En el caso de Fernando Robles, año con año viene a cumplir su manda con su sotana marrón atado a la cintura y un cordón con tres nudos, representando la pobreza, pero a su vez trae una estatua del niño Jesús.
“Como unos 13 años. Es una manda que tengo con ella, que me siga manteniendo a la orden que estoy de Franciscano y estoy consagrado a ello”, expresó.
Robles comentó que no ha visto que disminuya el flujo de gente en el cerro, pues siempre ha sido muy visitado, y opinó que ha mejorado la condición en la que se encuentra.
En el caso de Blanca Julia Contreras, quien venía acompañada de su familia, relató que tenía aproximadamente 15 años sin visitar el Cerro de la Virgen, pero había algo en ella que la hacía querer regresar.
“Antes sí venía todo el tiempo; darle gracias por todas las bendiciones que nos da diariamente. Yo hace mucho que quería volver, como que algo me pedía venir a darle gracias aquí, a hacer el sacrificio, porque siempre está pesada la subida. Muy contenta de volver aquí, me concedió mi Dios estar otra vez aquí, porque no sabemos cuándo nos lleve”, expresó.

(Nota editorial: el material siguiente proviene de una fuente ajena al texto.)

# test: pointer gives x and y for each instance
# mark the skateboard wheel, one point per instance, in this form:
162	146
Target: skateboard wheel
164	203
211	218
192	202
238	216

En el lugar se observó cómo le llevaron serenata a la Virgen María, mientras que algunas personas ofrecieron ramos o arreglos florales, algunos llevaban vestimenta representativa, especialmente niños, y las velas eran tantas que preferían dejarlas en las estatuillas y cuadros que se encontraban en el paso por las escaleras.